The Wine and Spirit Trade Association has played the analysis down, calling it “sensationalist”. WSTA pointed to the fact that only one of the samples tested had pesticide residues above the permitted amount.

But PAN said the findings “call into question the reliability of the UK’s regulatory system”, which carries out safety assessments solely for individual chemicals. 

The Chartered Institute of Environmental Health has also previously said that a review of the current UK regulatory system that controls pesticide use may be needed following emerging evidence around the cocktail effect.

It is arguably impossible to create a testing system that is sufficiently sophisticated to be able to assess the full spectrum of health and environmental impacts resulting from long-term exposure to hundreds of different pesticides. The only way to minimise the risk to health and environment is to hugely decrease overall pesticide use, argue campaigners.

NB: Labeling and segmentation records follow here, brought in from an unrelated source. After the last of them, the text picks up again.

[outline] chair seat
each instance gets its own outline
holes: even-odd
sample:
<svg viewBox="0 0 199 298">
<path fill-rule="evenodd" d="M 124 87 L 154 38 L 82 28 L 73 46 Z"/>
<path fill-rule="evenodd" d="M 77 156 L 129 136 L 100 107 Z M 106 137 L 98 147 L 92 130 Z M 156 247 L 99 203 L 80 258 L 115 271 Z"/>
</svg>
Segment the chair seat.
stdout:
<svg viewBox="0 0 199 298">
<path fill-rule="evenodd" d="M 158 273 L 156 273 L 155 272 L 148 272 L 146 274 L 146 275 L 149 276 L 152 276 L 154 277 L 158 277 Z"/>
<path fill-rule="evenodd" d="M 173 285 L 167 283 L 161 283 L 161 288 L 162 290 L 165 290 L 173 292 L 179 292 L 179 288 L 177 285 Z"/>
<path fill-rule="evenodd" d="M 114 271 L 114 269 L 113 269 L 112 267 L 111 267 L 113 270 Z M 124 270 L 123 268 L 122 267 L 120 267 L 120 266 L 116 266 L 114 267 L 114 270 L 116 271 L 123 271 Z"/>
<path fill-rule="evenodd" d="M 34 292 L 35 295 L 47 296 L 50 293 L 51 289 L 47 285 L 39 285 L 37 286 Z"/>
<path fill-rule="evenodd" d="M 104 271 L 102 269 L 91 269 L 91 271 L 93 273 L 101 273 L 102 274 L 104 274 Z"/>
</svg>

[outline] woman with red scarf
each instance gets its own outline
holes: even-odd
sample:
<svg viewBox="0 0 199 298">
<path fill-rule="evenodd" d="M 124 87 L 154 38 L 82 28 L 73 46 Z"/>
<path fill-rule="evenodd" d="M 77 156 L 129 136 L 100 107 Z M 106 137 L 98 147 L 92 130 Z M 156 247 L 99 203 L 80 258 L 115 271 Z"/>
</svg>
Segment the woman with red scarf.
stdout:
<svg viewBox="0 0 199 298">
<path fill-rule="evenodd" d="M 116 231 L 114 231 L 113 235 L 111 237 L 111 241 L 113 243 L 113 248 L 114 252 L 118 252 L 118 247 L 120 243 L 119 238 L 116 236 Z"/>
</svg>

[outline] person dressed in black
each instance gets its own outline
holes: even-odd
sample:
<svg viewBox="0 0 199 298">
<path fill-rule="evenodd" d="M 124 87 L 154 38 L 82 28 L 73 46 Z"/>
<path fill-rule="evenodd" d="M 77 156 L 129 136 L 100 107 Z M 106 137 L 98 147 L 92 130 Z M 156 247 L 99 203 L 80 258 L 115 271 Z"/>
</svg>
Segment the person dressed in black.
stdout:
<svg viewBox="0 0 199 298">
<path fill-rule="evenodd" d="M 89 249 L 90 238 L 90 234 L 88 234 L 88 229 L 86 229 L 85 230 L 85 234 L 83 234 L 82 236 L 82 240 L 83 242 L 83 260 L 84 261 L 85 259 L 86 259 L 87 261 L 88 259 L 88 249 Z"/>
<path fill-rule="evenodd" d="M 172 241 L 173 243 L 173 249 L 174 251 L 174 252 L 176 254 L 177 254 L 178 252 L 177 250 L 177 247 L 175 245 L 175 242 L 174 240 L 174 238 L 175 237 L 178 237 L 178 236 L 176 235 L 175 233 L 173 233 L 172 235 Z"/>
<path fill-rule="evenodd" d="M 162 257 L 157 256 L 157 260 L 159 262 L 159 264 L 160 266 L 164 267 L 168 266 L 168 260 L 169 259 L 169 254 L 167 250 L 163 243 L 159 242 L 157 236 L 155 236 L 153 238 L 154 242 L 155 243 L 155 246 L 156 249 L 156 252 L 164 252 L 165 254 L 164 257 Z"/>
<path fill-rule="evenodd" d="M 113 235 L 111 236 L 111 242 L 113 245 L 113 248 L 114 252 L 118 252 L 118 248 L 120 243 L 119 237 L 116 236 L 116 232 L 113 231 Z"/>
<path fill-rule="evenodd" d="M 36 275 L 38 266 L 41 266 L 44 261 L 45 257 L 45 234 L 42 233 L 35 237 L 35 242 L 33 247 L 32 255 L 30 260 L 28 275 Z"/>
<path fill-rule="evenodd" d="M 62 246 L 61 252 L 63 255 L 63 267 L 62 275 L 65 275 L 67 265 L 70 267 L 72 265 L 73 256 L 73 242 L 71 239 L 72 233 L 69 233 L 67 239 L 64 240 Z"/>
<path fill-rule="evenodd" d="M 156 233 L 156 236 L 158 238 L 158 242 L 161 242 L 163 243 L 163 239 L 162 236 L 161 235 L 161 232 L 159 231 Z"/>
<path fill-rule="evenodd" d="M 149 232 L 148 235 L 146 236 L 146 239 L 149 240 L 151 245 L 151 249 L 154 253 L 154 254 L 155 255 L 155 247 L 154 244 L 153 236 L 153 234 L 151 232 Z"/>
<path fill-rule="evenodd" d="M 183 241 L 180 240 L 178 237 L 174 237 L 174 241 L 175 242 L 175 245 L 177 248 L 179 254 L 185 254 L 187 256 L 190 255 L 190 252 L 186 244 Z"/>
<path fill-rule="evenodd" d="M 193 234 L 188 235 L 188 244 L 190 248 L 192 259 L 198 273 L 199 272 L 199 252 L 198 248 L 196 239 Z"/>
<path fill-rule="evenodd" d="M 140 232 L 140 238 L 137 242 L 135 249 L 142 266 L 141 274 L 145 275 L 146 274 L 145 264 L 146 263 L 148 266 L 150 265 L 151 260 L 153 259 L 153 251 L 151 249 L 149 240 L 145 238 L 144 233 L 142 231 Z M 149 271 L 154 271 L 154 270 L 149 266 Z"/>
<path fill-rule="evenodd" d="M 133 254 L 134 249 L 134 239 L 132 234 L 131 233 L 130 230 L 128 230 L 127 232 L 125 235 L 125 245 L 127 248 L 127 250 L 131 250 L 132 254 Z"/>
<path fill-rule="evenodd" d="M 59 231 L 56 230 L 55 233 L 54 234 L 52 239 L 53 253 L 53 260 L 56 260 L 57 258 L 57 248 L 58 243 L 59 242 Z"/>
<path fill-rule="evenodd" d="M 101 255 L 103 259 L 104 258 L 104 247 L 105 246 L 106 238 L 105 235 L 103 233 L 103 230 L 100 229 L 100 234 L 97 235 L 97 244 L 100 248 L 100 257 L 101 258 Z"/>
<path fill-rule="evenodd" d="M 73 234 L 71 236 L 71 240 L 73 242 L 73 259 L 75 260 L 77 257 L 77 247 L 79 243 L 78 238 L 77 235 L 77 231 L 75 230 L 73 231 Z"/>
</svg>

Responding to the PAN UK findings last month, a Defra spokesperson told Ends Report:  “In Great Britain we set strict limits on the pesticides residue levels that are allowed to remain in both food for consumers and feed for animals. These limits are set to protect public health and are set below the level considered to be safe for people to eat. The limits apply to both food produced in the UK and those imported from other countries.”

McKinsey, a consultancy, has previously warned companies that the net is closing in on chemicals used in packaging, and urged them to take a more “proactive approach”.